The Backstory
This was 2009. The Barbarian Group was at its peak—Cannes Lions, Webbys, the whole thing. Rock Hall's analytics showed they reached 20x the audience online as coming through the door. It was time to change the relationship the museum had with the digital world.
The Problem
Rock Hall had stakeholders the way a carcass has vultures—Cleveland executives, a New York board, downtown business owners, legacy consultants who wanted the work we'd won. Everyone had an opinion about what RockHall.com should be:
- "It should be tickets and tour dates."
- "It should be the Wikipedia of rock and roll."
- "It should be Web 2.0—ratings and comments."
All valid. All wrong.
Every museum site has tickets and tour dates. Wikipedia already exists. And Rock Hall's entire value is that they decide who's in and who's out—letting users vote would undermine the authority that made the institution matter.
We had to decide what the project actually was.
The Strategic Position
Through three months of research, interviews, and analysis, I wrote the line that defined everything:
"Create a dialogue around stories told from our perspective of authority."
That single line became the filter. Every subsequent decision—content model, information architecture, CMS design, publishing workflow—flowed from it. (Certainty is short.)
The System
The old site had 5,000 pages of completely unstructured content.
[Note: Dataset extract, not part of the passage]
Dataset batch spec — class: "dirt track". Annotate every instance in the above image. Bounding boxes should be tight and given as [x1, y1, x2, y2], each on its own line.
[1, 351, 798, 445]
I designed the system that would replace it.
Content Model
We modeled multiple content types for different purposes: Inductee Pages, Exhibits, Video archives, Evergreen Stories, Blog Posts. With input from the historians at Rock Hall, we created small atoms of content that could be used in more than one context.
Every page had metadata: Featured Artist(s) and Genre. We could grab atoms from larger pools—"show me other content from the genre of Blues."
Information Architecture
Broad questions answered at the top of the hierarchy. Specific questions answered at the leaves. When Michael Jackson died during our discovery phase, Rock Hall could surface everything they knew—automatically, because the content model supported it.
Publishing Infrastructure
Custom CMS in Python/Django, specifically chosen for its ability to relate content to content. I was the primary author, building pages while we built the system—and then trained 30 people to use it.
Response Capability
The system could react to the world. Breaking news banner. Contextual content surfacing. When relevance spiked, Rock Hall could meet the moment—not because someone scrambled to create content, but because the system already knew what existed and how to surface it.
The Results
Peak traffic during events exceeded previous years. Page views per session more than doubled. Bounce rate dropped from 62% to 34%. Time on site doubled.
Traffic to the Inductees section: up 1,500%.
Traffic to the store: up 13,000%. Not a typo. Thirteen thousand percent. Strategic placement turned a gift shop into a destination, which is either information architecture or a magic trick; the difference is mostly vocabulary.
Then Google released the "MayDay" update, rewarding fresh content. The system was already built for it. Rock Hall could publish fast, publish contextually, and publish at scale. The infrastructure paid dividends we hadn't anticipated.
Why This Project Changed Me
This is where I stopped being a UX designer.
I didn't know it at the time. I still called myself that for another decade, the way you keep wearing a band's t-shirt long after you've stopped listening to the album. But looking back, Rock Hall was the turn.
The deliverables were familiar—sitemaps, wireframes, CMS templates. The work wasn't about the deliverables. It was about identifying a strategic position. Designing a content system that could express that position at scale. Building infrastructure that let the organization respond to the world in real-time.
I didn't design screens. I designed the system that made screens mean something.
Every project since has been a variation on that discovery. What's the underlying position? What's the system that supports it? What infrastructure makes it executable?
Rock Hall was the first time I understood: the experience isn't the interface. The experience is the system underneath. The rot was already there. I just followed where it wanted to go.